Climate data for Xuchang, elevation 67 m (220 ft), (1991–2020 normals, extremes 1971-present)
| Month | Jan | Feb | Mar | Apr | May | Jun | Jul | Aug | Sep | Oct | Nov | Dec | Year |
| Record high °C (°F) | 20.2 (68.4) | 23.5 (74.3) | 28.3 (82.9) | 34.2 (93.6) | 39.3 (102.7) | 42.1 (107.8) | 40.4 (104.7) | 38.9 (102.0) | 37.2 (99.0) | 35.1 (95.2) | 27.7 (81.9) | 21.4 (70.5) | 42.1 (107.8) |
| Mean daily maximum °C (°F) | 6.1 (43.0) | 10.0 (50.0) | 14.8 (58.6) | 21.7 (71.1) | 27.1 (80.8) | 32.3 (90.1) | 32.0 (89.6) | 30.3 (86.5) | 26.9 (80.4) | 22.2 (72.0) | 14.6 (58.3) | 8.0 (46.4) | 20.5 (68.9) |
| Daily mean °C (°F) | 0.7 (33.3) | 4.2 (39.6) | 9.0 (48.2) | 15.6 (60.1) | 21.1 (70.0) | 26.1 (79.0) | 27.2 (81.0) | 25.6 (78.1) | 21.2 (70.2) | 15.9 (60.6) | 8.7 (47.7) | 2.8 (37.0) | 14.8 (58.7) |
| Mean daily minimum °C (°F) | −3.3 (26.1) | −0.4 (31.3) | 4.1 (39.4) | 10.0 (50.0) | 15.6 (60.1) | 20.6 (69.1) | 23.4 (74.1) | 22.1 (71.8) | 17.0 (62.6) | 11.1 (52.0) | 4.0 (39.2) | −1.2 (29.8) | 10.2 (50.5) |
| Record low °C (°F) | −16.4 (2.5) | −19.6 (−3.3) | −11.5 (11.3) | −2.9 (26.8) | 3.2 (37.8) | 11.6 (52.9) | 16.4 (61.5) | 11.7 (53.1) | 6.3 (43.3) | −0.9 (30.4) | −13.1 (8.4) | −14.0 (6.8) | −19.6 (−3.3) |
| Average precipitation mm (inches) | 12.4 (0.49) | 14.4 (0.57) | 27.3 (1.07) | 40.9 (1.61) | 65.0 (2.56) | 86.5 (3.41) | 167.4 (6.59) | 123.6 (4.87) | 80.9 (3.19) | 44.0 (1.73) | 32.6 (1.28) | 11.5 (0.45) | 706.5 (27.82) |
| Average precipitation days (≥ 0.1 mm) | 4.3 | 4.9 | 5.9 | 6.1 | 7.7 | 7.9 | 11.5 | 10.6 | 8.9 | 6.6 | 6.0 | 4.0 | 84.4 |
| Average snowy days | 4.0 | 3.0 | 1.3 | 0.1 | 0 | 0 | 0 | 0 | 0 | 0 | 1.2 | 2.7 | 12.3 |
| Average relative humidity (%) | 65 | 65 | 65 | 68 | 67 | 65 | 79 | 83 | 78 | 70 | 70 | 65 | 70 |
| Mean monthly sunshine hours | 111.1 | 122.1 | 160.8 | 188.8 | 201.6 | 181.7 | 175.1 | 164.0 | 147.5 | 140.3 | 125.4 | 118.8 | 1,837.2 |
| Percentage possible sunshine | 35 | 39 | 43 | 48 | 47 | 42 | 40 | 40 | 40 | 40 | 41 | 39 | 41 |
Source 1: China Meteorological Administrationall-time extreme temperature
Source 2: Weather China

==Economy==
Xuchang is an important center of the Chinese tobacco industry.

The manufacturing industry the city is best known for is wigs and hair extensions with exports worth about $1 billion in 2016. The industry started around 1900 when German merchants purchased hair from the local area.
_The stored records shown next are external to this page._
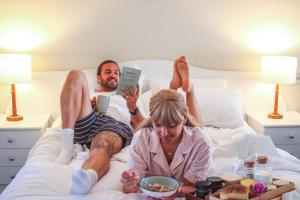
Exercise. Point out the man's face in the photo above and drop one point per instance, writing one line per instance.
(109, 77)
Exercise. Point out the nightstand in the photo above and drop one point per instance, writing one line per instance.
(16, 140)
(285, 133)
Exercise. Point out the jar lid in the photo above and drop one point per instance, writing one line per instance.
(214, 179)
(262, 159)
(249, 163)
(203, 184)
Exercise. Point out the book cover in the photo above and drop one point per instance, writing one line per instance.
(130, 77)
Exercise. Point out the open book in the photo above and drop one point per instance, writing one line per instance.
(130, 77)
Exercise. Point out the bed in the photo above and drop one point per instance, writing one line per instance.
(224, 98)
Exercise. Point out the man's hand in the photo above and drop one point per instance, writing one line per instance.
(131, 97)
(130, 181)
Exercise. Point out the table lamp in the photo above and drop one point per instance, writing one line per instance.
(14, 68)
(278, 70)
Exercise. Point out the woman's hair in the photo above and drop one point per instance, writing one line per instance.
(168, 107)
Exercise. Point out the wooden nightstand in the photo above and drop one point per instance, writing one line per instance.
(285, 133)
(16, 140)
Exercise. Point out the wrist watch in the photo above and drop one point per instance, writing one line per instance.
(136, 110)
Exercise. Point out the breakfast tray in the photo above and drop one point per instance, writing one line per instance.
(269, 195)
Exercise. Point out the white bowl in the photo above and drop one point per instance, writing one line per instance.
(163, 180)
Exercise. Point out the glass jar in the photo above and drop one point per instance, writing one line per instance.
(203, 188)
(263, 171)
(248, 169)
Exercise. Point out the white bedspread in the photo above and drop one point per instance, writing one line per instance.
(42, 178)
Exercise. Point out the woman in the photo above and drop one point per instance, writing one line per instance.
(170, 142)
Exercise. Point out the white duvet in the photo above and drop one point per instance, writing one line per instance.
(42, 178)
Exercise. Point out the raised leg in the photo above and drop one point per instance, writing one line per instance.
(176, 80)
(183, 70)
(75, 104)
(75, 101)
(103, 146)
(181, 78)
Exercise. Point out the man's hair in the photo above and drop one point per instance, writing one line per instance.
(105, 62)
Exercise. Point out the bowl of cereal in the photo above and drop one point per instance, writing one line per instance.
(159, 186)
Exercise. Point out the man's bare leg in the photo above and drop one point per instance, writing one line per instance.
(104, 145)
(75, 104)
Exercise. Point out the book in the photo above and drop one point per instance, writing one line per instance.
(129, 78)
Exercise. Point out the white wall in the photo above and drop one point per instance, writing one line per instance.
(81, 33)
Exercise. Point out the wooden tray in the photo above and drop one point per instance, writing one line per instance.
(269, 195)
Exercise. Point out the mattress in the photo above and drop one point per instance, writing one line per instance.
(42, 178)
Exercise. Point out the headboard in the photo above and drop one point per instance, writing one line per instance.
(42, 94)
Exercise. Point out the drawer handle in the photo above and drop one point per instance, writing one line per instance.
(291, 136)
(12, 176)
(10, 140)
(11, 158)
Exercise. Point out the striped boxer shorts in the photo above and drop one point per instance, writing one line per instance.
(86, 128)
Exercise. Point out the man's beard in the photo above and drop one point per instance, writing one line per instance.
(105, 84)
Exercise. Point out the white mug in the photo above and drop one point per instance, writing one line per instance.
(102, 103)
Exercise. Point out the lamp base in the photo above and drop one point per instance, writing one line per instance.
(275, 116)
(14, 118)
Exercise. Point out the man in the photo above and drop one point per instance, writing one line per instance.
(104, 134)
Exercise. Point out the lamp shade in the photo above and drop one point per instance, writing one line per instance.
(15, 68)
(279, 69)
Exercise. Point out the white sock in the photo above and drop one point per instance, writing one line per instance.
(67, 150)
(83, 180)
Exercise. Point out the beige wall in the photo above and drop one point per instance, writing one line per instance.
(81, 33)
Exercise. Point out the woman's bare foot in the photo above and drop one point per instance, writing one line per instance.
(176, 80)
(183, 70)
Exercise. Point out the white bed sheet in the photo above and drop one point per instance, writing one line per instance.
(42, 178)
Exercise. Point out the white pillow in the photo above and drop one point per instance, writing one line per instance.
(93, 83)
(158, 84)
(145, 99)
(220, 107)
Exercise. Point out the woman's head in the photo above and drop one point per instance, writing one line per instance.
(168, 114)
(168, 107)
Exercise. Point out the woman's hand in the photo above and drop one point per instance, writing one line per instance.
(130, 180)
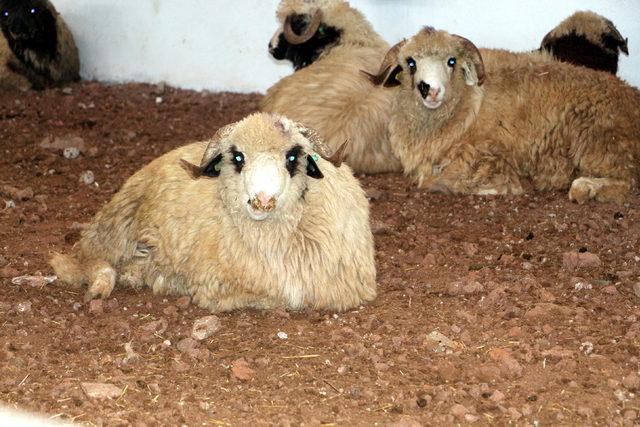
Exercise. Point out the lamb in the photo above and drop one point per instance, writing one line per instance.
(328, 42)
(588, 39)
(265, 220)
(459, 130)
(43, 48)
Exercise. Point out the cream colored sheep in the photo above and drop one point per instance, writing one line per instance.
(329, 95)
(457, 129)
(329, 42)
(588, 39)
(43, 48)
(263, 221)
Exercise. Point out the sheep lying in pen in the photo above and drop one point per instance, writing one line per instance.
(266, 219)
(553, 124)
(329, 42)
(43, 48)
(588, 39)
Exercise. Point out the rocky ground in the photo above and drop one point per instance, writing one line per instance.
(493, 310)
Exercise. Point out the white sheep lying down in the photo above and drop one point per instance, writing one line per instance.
(546, 125)
(266, 220)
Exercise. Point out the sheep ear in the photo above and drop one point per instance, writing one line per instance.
(312, 167)
(472, 66)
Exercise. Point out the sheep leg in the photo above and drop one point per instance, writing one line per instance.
(38, 81)
(484, 177)
(584, 189)
(102, 280)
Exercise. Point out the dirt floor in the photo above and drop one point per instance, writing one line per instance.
(533, 296)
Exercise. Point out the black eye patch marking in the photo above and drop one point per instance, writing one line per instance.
(212, 169)
(291, 159)
(312, 167)
(237, 158)
(412, 65)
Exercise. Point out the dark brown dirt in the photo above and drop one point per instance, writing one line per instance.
(531, 339)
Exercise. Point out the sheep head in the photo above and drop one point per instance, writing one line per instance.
(431, 64)
(29, 24)
(265, 164)
(304, 33)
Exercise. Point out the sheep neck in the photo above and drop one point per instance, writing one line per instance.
(433, 134)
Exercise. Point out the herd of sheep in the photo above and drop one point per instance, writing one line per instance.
(265, 215)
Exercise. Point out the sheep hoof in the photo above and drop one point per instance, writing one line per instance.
(602, 189)
(102, 285)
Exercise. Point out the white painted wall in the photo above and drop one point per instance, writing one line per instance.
(222, 44)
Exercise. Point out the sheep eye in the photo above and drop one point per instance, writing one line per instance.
(292, 159)
(238, 159)
(412, 65)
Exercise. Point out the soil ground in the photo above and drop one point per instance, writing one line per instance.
(532, 331)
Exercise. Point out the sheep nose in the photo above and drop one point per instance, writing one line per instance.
(263, 202)
(424, 89)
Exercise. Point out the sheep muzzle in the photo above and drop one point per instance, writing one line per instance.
(263, 203)
(307, 34)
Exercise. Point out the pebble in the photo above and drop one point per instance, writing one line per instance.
(87, 178)
(8, 272)
(183, 302)
(373, 193)
(380, 228)
(439, 342)
(71, 153)
(509, 364)
(96, 307)
(17, 193)
(101, 390)
(34, 281)
(464, 288)
(573, 260)
(240, 369)
(458, 411)
(24, 307)
(497, 396)
(60, 143)
(204, 327)
(631, 382)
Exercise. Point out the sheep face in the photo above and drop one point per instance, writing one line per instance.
(264, 164)
(303, 35)
(29, 24)
(433, 65)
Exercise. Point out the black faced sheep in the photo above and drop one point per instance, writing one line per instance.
(456, 128)
(265, 220)
(42, 45)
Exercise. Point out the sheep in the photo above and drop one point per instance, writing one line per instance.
(43, 47)
(265, 220)
(328, 42)
(588, 39)
(457, 129)
(8, 78)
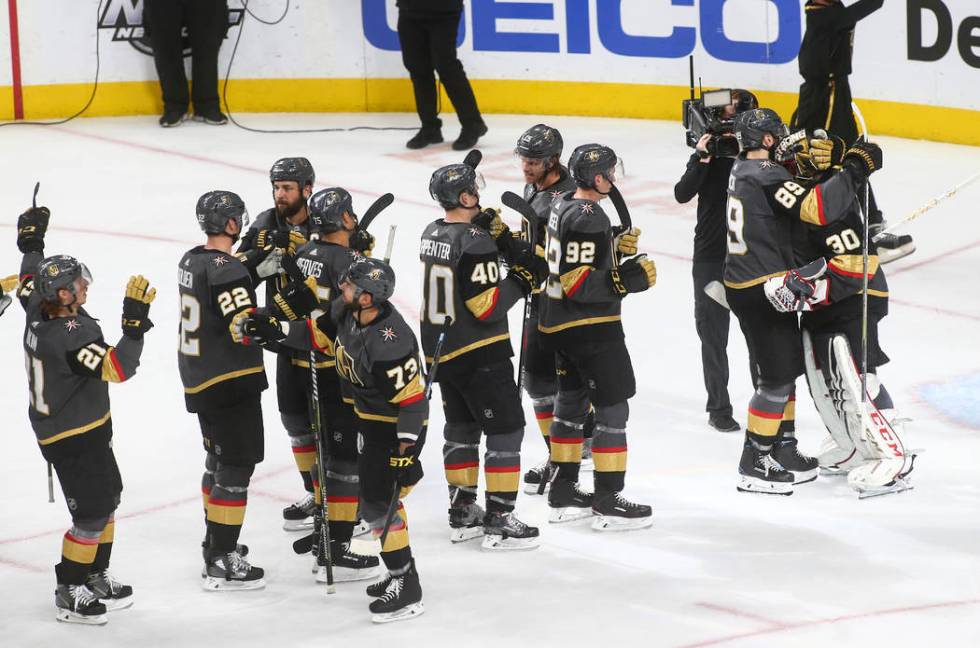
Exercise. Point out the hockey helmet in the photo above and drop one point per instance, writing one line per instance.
(57, 272)
(450, 181)
(372, 276)
(216, 208)
(327, 209)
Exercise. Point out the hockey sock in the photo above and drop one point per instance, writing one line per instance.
(503, 469)
(461, 456)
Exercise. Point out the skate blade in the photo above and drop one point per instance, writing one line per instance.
(748, 484)
(212, 584)
(361, 528)
(346, 574)
(568, 514)
(900, 486)
(804, 476)
(111, 605)
(298, 525)
(494, 542)
(408, 612)
(615, 523)
(463, 534)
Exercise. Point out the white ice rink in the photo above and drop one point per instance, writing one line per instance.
(718, 567)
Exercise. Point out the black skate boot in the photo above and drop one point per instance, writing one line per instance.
(112, 594)
(231, 572)
(504, 532)
(79, 604)
(402, 598)
(465, 517)
(347, 565)
(567, 502)
(760, 473)
(533, 478)
(616, 513)
(788, 455)
(299, 516)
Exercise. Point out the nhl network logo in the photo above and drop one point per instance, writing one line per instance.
(125, 19)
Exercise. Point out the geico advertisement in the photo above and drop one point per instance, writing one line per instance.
(919, 51)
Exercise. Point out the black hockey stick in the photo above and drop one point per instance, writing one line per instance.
(396, 489)
(378, 206)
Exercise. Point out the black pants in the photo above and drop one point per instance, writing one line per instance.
(207, 23)
(711, 320)
(429, 43)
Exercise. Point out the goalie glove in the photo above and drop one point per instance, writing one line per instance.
(800, 289)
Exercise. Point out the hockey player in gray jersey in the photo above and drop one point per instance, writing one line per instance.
(324, 260)
(580, 320)
(763, 201)
(223, 383)
(69, 367)
(462, 284)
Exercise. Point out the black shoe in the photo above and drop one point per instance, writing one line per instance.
(760, 473)
(724, 423)
(211, 117)
(469, 136)
(172, 118)
(424, 137)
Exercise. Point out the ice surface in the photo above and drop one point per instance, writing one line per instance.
(717, 568)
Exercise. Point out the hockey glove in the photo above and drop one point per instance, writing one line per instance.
(800, 289)
(32, 225)
(136, 307)
(635, 274)
(297, 299)
(362, 241)
(864, 158)
(627, 240)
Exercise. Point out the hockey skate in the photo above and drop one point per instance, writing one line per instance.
(111, 593)
(787, 454)
(229, 572)
(401, 600)
(616, 513)
(567, 502)
(465, 519)
(299, 516)
(504, 532)
(543, 472)
(347, 565)
(79, 604)
(760, 473)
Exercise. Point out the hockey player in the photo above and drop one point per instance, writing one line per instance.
(832, 333)
(69, 366)
(580, 320)
(763, 201)
(462, 283)
(539, 151)
(223, 383)
(323, 261)
(283, 228)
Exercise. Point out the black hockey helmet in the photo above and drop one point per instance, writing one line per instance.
(299, 170)
(327, 209)
(57, 272)
(216, 208)
(372, 276)
(752, 126)
(540, 142)
(589, 160)
(450, 181)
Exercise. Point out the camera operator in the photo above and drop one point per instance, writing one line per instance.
(706, 177)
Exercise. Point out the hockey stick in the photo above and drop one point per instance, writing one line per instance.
(429, 381)
(865, 216)
(927, 207)
(323, 512)
(376, 208)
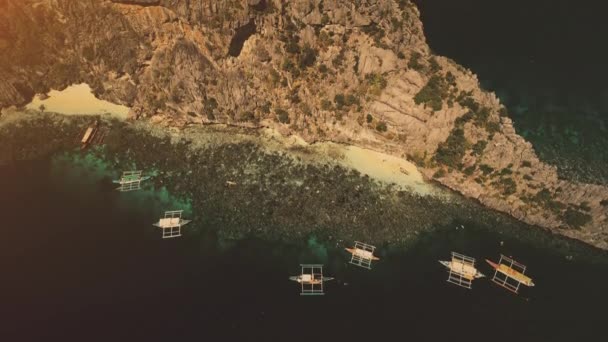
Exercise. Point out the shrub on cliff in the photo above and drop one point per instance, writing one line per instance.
(507, 185)
(307, 57)
(282, 115)
(479, 147)
(451, 151)
(575, 218)
(381, 126)
(339, 100)
(414, 62)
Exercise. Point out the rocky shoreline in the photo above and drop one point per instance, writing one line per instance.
(322, 70)
(276, 192)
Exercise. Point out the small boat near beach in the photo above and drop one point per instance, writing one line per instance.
(461, 270)
(130, 181)
(172, 224)
(510, 274)
(362, 254)
(311, 279)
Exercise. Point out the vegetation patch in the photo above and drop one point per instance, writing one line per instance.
(575, 218)
(433, 93)
(282, 115)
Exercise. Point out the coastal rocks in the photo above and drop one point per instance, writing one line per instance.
(324, 70)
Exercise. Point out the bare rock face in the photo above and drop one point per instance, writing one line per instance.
(358, 72)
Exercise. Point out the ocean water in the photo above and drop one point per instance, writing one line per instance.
(546, 61)
(82, 262)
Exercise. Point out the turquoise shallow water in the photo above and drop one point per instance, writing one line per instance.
(82, 261)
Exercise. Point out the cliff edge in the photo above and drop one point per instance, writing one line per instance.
(357, 72)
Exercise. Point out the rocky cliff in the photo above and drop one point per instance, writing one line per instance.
(358, 72)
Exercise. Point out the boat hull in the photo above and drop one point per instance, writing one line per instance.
(470, 271)
(511, 273)
(354, 251)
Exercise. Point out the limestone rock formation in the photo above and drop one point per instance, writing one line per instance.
(357, 72)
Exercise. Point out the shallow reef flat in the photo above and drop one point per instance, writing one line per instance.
(241, 184)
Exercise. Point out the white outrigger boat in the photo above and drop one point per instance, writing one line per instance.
(311, 279)
(461, 270)
(362, 255)
(130, 181)
(172, 224)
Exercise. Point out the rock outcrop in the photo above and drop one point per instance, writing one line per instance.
(358, 72)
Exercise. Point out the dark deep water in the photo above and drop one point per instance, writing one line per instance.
(546, 60)
(82, 262)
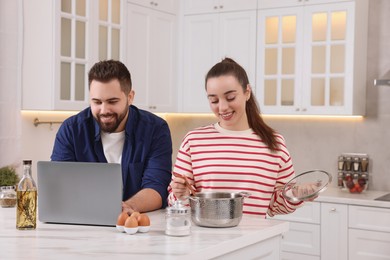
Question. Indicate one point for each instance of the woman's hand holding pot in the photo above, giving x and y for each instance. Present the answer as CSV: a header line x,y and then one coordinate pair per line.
x,y
182,186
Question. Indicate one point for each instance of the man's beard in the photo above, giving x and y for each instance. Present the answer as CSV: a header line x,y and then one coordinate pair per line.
x,y
112,126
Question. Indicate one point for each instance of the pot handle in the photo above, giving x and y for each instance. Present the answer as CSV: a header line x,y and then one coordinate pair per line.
x,y
191,198
245,194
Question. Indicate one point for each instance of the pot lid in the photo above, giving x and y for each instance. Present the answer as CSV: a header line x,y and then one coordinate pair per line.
x,y
306,185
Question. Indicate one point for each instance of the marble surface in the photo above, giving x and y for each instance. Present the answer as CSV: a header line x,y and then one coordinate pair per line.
x,y
54,241
366,198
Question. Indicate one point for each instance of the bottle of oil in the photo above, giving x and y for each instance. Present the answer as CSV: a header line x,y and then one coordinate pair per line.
x,y
26,212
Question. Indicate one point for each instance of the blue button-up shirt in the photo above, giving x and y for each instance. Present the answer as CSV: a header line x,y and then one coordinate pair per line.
x,y
147,151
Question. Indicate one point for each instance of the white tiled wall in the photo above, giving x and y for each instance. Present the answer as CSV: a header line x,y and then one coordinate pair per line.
x,y
10,131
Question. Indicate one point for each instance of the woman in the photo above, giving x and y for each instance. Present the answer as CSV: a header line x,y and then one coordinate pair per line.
x,y
239,152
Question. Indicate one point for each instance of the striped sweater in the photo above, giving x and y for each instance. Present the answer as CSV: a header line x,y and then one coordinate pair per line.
x,y
232,161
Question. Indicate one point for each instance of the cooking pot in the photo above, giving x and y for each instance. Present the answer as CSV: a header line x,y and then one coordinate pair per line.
x,y
217,209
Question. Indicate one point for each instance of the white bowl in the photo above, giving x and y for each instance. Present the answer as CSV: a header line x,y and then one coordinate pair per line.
x,y
131,231
120,228
143,229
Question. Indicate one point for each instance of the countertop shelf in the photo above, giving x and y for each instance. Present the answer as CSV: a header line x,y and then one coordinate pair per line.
x,y
366,198
55,241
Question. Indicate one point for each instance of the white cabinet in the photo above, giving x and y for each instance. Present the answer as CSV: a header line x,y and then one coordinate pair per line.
x,y
303,240
312,57
331,231
151,57
211,6
168,6
61,41
369,233
208,38
334,231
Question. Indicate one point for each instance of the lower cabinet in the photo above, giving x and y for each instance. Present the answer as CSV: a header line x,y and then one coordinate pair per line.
x,y
331,231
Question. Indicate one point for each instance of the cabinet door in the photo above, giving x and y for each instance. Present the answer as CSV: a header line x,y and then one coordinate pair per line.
x,y
279,63
285,3
212,6
369,245
328,59
334,231
169,6
237,40
302,238
200,6
150,58
200,54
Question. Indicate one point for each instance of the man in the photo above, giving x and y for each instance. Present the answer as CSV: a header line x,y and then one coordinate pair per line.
x,y
113,130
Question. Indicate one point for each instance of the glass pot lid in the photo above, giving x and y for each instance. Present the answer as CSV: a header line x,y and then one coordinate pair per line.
x,y
306,185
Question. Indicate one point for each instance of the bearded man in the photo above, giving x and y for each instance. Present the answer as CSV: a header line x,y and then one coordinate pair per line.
x,y
113,130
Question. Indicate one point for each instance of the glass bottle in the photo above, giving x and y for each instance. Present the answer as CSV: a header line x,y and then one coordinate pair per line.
x,y
178,220
26,211
8,197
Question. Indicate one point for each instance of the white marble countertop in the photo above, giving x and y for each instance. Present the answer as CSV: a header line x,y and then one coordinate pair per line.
x,y
54,241
366,198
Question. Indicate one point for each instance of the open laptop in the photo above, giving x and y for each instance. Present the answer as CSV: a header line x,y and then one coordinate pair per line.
x,y
79,192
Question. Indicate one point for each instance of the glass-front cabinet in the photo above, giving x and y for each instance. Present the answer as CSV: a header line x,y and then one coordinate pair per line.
x,y
77,34
311,59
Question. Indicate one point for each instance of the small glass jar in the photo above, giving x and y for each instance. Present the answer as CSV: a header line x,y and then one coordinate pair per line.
x,y
8,197
178,220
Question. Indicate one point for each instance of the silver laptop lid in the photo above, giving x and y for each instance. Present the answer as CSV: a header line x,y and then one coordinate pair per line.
x,y
79,192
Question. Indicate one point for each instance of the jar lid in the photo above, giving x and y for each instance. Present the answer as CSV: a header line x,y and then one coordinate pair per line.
x,y
178,207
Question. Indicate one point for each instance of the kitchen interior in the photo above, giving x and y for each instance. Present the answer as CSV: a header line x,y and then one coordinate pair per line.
x,y
31,115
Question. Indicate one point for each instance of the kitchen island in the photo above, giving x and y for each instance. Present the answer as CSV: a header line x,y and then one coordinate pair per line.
x,y
252,238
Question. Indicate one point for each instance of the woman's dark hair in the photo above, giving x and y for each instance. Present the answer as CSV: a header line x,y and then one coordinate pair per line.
x,y
229,67
106,70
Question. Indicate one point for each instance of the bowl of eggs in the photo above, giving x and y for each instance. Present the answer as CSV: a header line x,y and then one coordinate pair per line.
x,y
136,222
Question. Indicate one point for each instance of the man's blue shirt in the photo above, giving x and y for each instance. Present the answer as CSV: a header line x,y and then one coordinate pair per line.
x,y
147,150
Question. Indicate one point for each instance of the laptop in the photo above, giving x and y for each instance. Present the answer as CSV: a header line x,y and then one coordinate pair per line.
x,y
79,192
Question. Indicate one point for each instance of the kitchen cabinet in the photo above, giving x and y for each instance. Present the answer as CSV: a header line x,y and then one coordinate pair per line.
x,y
168,6
216,6
73,35
312,57
369,233
334,231
344,232
208,38
151,57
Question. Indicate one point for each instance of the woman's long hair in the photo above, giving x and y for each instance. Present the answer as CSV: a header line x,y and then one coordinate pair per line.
x,y
229,67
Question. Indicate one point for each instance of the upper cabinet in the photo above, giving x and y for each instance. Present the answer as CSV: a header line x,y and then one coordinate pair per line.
x,y
213,6
168,6
151,57
208,37
62,40
312,57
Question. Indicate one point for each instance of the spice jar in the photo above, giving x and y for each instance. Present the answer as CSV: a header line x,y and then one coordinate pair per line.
x,y
8,197
356,164
341,163
364,164
178,220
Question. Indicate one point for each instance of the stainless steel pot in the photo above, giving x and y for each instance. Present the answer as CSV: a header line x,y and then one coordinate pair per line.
x,y
217,209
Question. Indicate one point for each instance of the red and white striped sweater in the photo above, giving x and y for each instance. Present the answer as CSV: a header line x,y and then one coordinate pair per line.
x,y
232,161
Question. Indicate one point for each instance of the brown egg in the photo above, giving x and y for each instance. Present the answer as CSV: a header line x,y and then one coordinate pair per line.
x,y
131,222
135,214
122,219
143,220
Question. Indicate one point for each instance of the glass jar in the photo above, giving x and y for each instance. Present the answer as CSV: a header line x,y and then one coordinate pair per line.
x,y
178,220
8,197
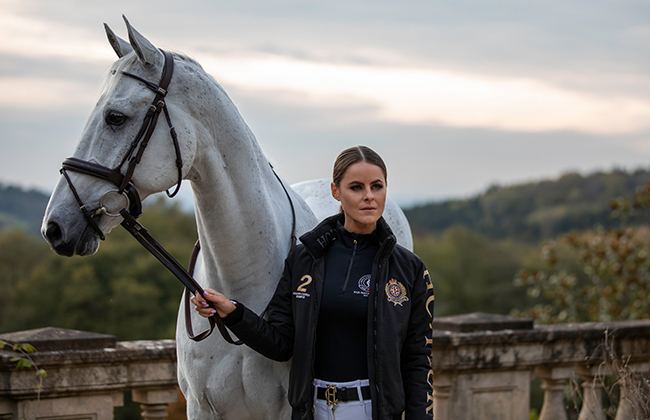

It was revived in the 1980s and in 1990 a local entrepreneur Zheng Youquan merged a number of smaller hair manufacturing workshops into Rebecca Hair Products, a larger entity that quickly expanded to international markets and became the largest wig maker in the world.

==Education==
Xuchang University is in the city.

==Tourism==
Famous tourist attractions include Baling Bridge and Chunqiu Tower.

==Sister city==
On 18 December 2006, the Oromia Region government in Ethiopia signed an agreement with Henan Province to establish a sister city program with Ambo. Bolingbrook, Illinois is also a sister city of Xuchang.